This week it is about the potentialities of CRISPR technology, except not really because my mind doesn't quite work that way. It is more a freakout about the social consequences of genetic manipulation and what the future holds.
Heh. Okay, nothing ever works out the way we imagine it will. Leonardo da Vinci would soil his toga at the sight of an Airbus 380. Even Elon Musk hasn't been able to deliver the Jetsons' flying cars and it's 2016- we've only gotten to self-driving. We've eradicated diseases except antibiotics are starting to lose the biological warfare race and things are starting to come back that shouldn't. Futurology is a weird and unpredictable unscience. But it is fascinating. Oh, genetically modified humans are here, people. I can't wait to see world religions handle this one:
"...okay, what's this. What is this thing? And most importantly: what does it mean for Africa, Africans, East Africans and Tanzanians in particular. Will it harm the children? Are our babies going to be okay? I do not know. Nobody knows yet. Which is why this essay is now going to turn into a discussion about the importance of education and what we think it means. We need a generation of people who might be able to answer these questions.

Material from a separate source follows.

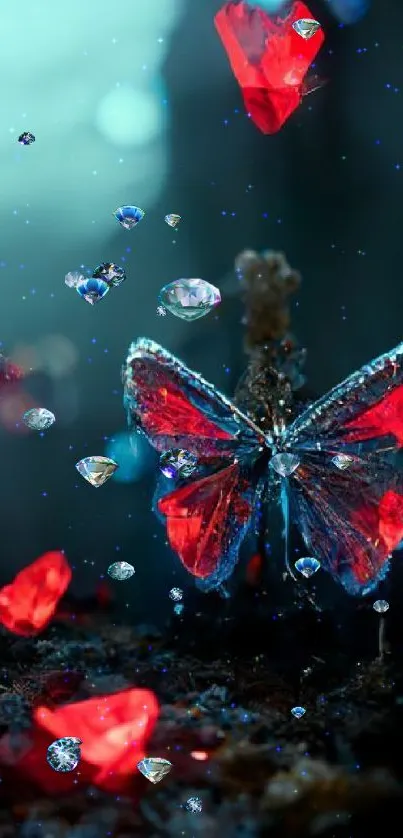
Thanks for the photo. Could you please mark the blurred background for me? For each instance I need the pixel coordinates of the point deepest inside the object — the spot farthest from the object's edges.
(136, 104)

For the longest time we have embraced the outmoded British thinking that Arts and Sciences are separate crafts. They are not. Science, when done right, requires not only rigor and persistence but imagination. Arts, when done right, require discipline and intellect and range and of course imagination. And both of those, done right, will probably be based in a spiritual or philosophical examination of what life means to begin with."
For the record: there is definitely a good side to this technology. The problem is, well, humans.